Appeal in face of cuts to services

The Salvation Army faces losing a third of its budget advisers, despite growing national demand for its social services, including an ''alarming'' 31% rise in food parcel demand in Dunedin.

The Salvation Army said it was beginning its annual Red Shield Appeal today facing an historically high demand for its social services and a significant cut in resources where they were most needed.

Salvation Army Dunedin community ministries director Lieutenant Andrew Moffatt said many Dunedin people who were unemployed or on low incomes continued to be badly affected by the economic recession.

About 70% of the Army's Dunedin clients were single men, some of them living in boarding houses, and some with little money and ''nothing to fall back on''.
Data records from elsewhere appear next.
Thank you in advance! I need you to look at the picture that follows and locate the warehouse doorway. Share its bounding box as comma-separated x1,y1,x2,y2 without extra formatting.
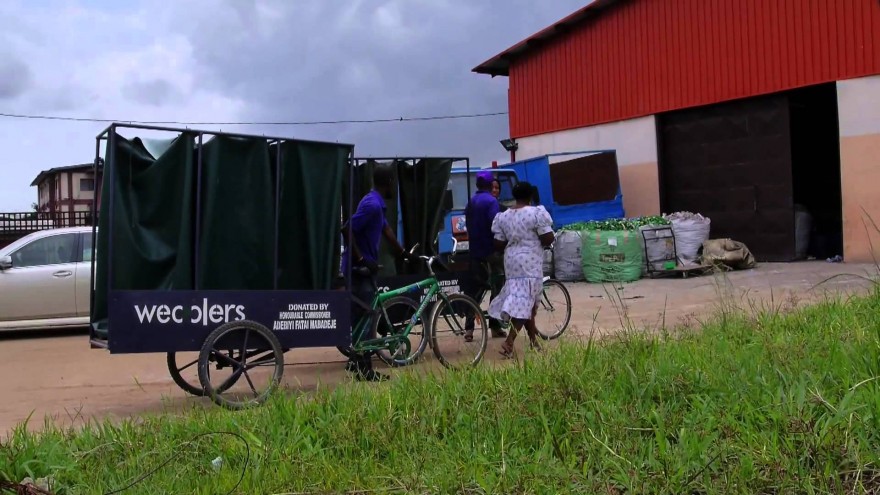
789,83,843,260
657,84,842,261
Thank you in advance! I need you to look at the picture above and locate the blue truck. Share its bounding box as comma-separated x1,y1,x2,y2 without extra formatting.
438,150,625,259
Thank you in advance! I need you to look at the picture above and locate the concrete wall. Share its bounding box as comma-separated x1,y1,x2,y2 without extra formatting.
516,116,660,217
837,76,880,262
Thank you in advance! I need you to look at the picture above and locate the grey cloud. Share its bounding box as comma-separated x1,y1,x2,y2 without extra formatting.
167,0,587,164
122,79,180,107
0,52,34,100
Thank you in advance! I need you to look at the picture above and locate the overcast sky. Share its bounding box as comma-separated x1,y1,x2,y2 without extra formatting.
0,0,588,212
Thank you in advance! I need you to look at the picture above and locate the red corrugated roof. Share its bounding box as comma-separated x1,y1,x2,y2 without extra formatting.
473,0,622,77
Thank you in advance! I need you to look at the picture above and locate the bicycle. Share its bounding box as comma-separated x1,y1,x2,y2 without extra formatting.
339,247,488,368
452,238,571,340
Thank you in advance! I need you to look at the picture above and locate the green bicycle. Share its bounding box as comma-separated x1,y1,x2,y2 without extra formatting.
339,254,488,368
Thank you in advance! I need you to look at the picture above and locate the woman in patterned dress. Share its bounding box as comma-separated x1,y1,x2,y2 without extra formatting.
489,182,553,358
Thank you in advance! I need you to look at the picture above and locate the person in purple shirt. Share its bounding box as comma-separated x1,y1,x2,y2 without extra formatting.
464,170,506,340
342,165,407,381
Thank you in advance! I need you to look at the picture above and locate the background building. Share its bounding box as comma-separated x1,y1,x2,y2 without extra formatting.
31,163,98,213
474,0,880,261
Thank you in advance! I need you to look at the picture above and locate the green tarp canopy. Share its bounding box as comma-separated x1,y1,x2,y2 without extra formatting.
92,132,352,334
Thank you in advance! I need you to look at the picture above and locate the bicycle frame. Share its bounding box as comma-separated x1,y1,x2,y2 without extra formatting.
352,275,446,352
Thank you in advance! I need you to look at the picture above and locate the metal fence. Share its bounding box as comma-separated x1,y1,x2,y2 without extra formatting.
0,211,92,248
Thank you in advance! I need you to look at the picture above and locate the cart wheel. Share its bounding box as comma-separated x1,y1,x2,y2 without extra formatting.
168,352,238,397
167,352,205,397
199,321,284,409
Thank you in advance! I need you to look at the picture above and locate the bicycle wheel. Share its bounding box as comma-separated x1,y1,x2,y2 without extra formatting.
535,279,571,340
372,296,428,367
430,294,489,368
199,321,284,409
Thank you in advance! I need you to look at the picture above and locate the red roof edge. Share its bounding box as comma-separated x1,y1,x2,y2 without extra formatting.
471,0,621,77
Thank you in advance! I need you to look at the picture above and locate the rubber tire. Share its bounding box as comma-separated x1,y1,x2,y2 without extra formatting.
165,352,205,397
538,278,571,340
370,296,431,368
199,320,284,410
428,294,489,369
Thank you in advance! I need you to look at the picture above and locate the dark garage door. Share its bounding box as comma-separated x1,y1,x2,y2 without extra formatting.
657,95,795,261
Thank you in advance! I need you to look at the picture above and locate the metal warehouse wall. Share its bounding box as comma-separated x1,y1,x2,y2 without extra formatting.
508,0,880,137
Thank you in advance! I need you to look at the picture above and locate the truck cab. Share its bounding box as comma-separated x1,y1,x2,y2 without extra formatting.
438,168,519,261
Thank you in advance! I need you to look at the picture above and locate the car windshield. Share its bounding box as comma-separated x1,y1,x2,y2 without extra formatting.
449,171,517,210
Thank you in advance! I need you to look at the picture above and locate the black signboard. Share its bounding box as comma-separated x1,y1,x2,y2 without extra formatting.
109,291,351,354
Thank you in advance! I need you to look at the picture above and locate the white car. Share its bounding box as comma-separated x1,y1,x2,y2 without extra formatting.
0,227,92,331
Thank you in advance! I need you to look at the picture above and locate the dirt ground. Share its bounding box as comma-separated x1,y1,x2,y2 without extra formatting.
0,262,877,438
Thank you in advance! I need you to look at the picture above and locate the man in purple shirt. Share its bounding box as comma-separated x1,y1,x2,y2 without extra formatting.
342,165,406,381
464,170,506,339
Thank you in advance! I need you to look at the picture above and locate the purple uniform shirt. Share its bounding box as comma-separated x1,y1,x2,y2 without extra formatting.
342,191,388,276
464,191,501,260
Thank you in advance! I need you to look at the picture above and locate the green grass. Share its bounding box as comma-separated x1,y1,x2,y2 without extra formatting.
0,293,880,494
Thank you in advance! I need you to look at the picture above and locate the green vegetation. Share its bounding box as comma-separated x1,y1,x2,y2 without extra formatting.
0,293,880,494
562,216,671,232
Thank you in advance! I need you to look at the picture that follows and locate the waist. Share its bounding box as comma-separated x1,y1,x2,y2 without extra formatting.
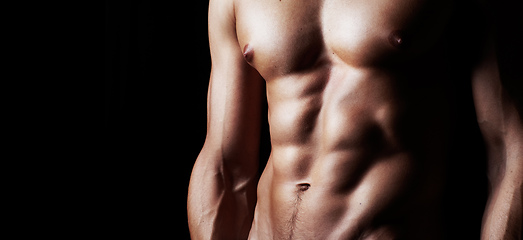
254,146,442,239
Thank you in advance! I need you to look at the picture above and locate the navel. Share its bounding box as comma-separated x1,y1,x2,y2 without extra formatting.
297,183,311,192
389,30,410,49
243,44,254,63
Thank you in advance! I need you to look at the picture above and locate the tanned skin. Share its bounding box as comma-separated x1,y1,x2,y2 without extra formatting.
188,0,523,239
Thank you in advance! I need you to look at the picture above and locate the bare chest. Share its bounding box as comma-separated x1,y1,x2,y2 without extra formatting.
235,0,451,79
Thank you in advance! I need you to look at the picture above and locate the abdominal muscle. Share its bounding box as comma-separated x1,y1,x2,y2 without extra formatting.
249,64,448,239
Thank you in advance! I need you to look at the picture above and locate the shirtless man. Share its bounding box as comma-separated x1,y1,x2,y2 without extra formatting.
188,0,523,239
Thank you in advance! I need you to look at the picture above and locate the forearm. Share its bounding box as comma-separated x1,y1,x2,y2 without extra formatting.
187,149,257,239
481,177,523,240
481,127,523,239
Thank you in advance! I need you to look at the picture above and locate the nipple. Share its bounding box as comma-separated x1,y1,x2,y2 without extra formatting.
243,44,254,63
389,30,409,49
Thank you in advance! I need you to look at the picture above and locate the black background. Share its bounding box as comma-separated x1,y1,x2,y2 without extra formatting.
104,0,523,239
105,0,211,239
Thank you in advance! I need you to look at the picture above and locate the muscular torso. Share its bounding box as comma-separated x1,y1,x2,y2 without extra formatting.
235,0,460,239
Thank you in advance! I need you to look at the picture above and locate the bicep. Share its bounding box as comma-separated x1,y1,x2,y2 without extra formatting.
206,0,264,164
472,7,523,184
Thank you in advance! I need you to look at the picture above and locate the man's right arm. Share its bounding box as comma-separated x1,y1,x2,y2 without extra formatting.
187,0,263,239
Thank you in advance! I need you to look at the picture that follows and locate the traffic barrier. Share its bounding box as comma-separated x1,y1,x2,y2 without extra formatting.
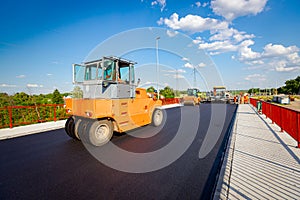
250,98,300,148
160,98,181,105
0,104,68,128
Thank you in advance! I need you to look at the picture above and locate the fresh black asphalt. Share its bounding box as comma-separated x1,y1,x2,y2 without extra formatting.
0,104,236,199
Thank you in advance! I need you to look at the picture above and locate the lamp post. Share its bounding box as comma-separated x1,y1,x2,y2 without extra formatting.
156,37,160,99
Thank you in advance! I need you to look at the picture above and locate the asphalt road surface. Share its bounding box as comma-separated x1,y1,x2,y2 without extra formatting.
0,104,236,199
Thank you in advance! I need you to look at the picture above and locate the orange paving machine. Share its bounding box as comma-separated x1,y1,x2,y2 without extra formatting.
65,56,165,146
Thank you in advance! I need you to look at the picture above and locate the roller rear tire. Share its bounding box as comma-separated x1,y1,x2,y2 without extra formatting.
88,120,113,146
152,109,165,126
65,116,77,139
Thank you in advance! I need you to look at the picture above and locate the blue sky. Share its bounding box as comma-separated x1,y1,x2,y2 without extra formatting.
0,0,300,94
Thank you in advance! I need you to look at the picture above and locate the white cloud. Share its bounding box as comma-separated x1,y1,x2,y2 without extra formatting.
211,0,267,21
0,83,17,87
16,74,26,78
157,13,228,33
262,43,299,57
244,74,267,82
184,63,194,69
164,74,185,79
198,62,206,67
202,2,209,8
195,1,201,8
26,83,44,88
167,30,178,37
181,57,189,61
184,62,206,69
151,0,167,12
199,40,238,55
239,40,260,61
275,66,300,72
209,28,255,42
238,40,300,72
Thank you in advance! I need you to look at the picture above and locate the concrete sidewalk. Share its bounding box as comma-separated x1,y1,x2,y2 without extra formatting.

Officials said demand for Salvation Army food parcels in Dunedin had risen 31.5%, from 488 in the first three months of last year to 642 in the comparable period this year.

The Government's temporary community response fund (CRF), aimed at helping social service NGOs cope with the demand bought on by the recession, ends in July.

This money helped provide an extra 20.5 budget advisers at Salvation Army centres.

It had allowed the Army to increase its provision of budgeting services by 230% from the start of the recession in 2008 to the first quarter of this year. Salvation Army social services secretary Major Pam Waugh, of Wellington, said the reduction in staff inevitably meant a cut in services, but the Army's budget advice service in Dunedin would not be directly affected.

Major Campbell Roberts, the Wellington-based director of the Salvation Army's social policy and parliamentary unit, was yesterday visiting Dunedin, where he previously lived and worked.

He hoped the decision to end the CRF support would be reconsidered, given the continuing demand for social services, and it was ''most probably not a sensible strategy'' to end the funding.

Dunedin Anglican Family Care Centre director Nicola Taylor said there was a continuing high demand for food parcels, and many more people with jobs were now seeking that help.

Dunedin faced a big problem with high youth unemployment, some children were affected by poverty and some Dunedin clients could no longer see their GP ''because they had not paid their bill''.

The centre had been fortunate to receive three successive grants of $50,000 per year from the CRF.

Its work would be adversely affected by the loss of that income, she said.